Indexed on: 04 Apr '18Published on: 04 Apr '18Published in: The journal of trauma and acute care surgery



Abstract

Patients with spinal trauma are at high-risk for venous-thromboembolism(VTE). Guidelines recommend prophylactic anticoagulation but they are unclear on timing of initiation of thromboprophylaxis. The aim of our study was to assess the impact of early vs late initiation of venous thromboprophylaxis in patients with spinal trauma who underwent operative intervention. We performed a 2-year (2013-14) review of patients with isolated spine trauma (S-AIS≥3 and no other injury in another body region with AIS>2) who underwent operative intervention and received thromboprophylaxis post-operatively. Patients were divided into two groups based on the timing of initiation of thromboprophylaxis: early(<48 hours) and late(≥48 hours); and were matched in a 1:1 ratio using propensity-score-matching(PSM) for demographics, admission vitals, injury parameters, type of operative intervention, hospital course, and type of prophylaxis(LMWH vs UFH).
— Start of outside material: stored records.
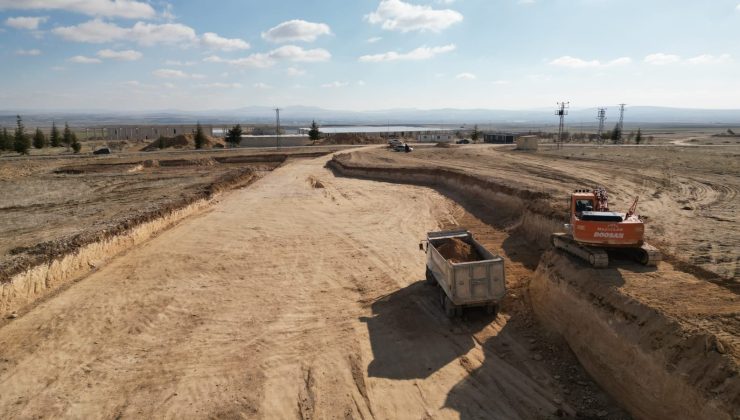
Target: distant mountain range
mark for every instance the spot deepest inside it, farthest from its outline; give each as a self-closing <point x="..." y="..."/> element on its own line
<point x="303" y="115"/>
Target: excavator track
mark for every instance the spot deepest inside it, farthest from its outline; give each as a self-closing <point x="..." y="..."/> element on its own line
<point x="597" y="257"/>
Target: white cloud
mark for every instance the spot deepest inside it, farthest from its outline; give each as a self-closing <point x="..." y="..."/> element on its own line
<point x="269" y="59"/>
<point x="294" y="53"/>
<point x="660" y="59"/>
<point x="710" y="59"/>
<point x="335" y="85"/>
<point x="28" y="52"/>
<point x="578" y="63"/>
<point x="179" y="63"/>
<point x="26" y="22"/>
<point x="128" y="9"/>
<point x="421" y="53"/>
<point x="466" y="76"/>
<point x="296" y="30"/>
<point x="292" y="71"/>
<point x="215" y="42"/>
<point x="97" y="31"/>
<point x="123" y="55"/>
<point x="81" y="59"/>
<point x="396" y="15"/>
<point x="175" y="74"/>
<point x="218" y="85"/>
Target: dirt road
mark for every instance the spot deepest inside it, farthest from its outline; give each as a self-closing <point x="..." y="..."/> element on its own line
<point x="299" y="296"/>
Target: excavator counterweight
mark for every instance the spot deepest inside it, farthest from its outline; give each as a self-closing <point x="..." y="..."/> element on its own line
<point x="594" y="228"/>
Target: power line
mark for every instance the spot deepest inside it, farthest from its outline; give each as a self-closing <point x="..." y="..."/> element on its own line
<point x="601" y="115"/>
<point x="621" y="121"/>
<point x="277" y="127"/>
<point x="562" y="111"/>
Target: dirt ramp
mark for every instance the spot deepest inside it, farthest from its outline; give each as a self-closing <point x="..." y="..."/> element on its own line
<point x="674" y="361"/>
Outcomes were rates of deep-venous thrombosis(DVT) and/or pulmonary embolism(PE), red-cell transfusions, the rate of operative interventions for spinal cord decompression and mortality after initiation of thromboprophylaxis. 9585 patients underwent operative intervention and received anticoagulants, of which 3554 patients (early:1772, late:1772) were matched. Matched groups were similar in demographics, injury parameters, ED-Vitals, hospital LOS, rates of IVC filter placement and time to operative procedure. Patients who received thromboprophylaxis within 48 hours of operative intervention, unlike those who did not, were less likely to develop DVT (2.1% vs. 10.8%, p<0. 01). However, the rate of PE was similar in both groups (p=0.75). Additionally, there was no difference in post-prophylaxis red cell transfusion requirements (p=0.61), rate of post-prophylaxis decompressive procedure on the spinal cord (p=0.27), and mortality (p=0.53). Early VTE prophylaxis is associated with decreased rates of DVT in patients with operative spinal trauma without increasing the risk of bleeding and mortality. VTE prophylaxis should be initiated within 48-hours of surgery to reduce the risk of DVT in this high-risk patient population. Level III, Therapeutic studies.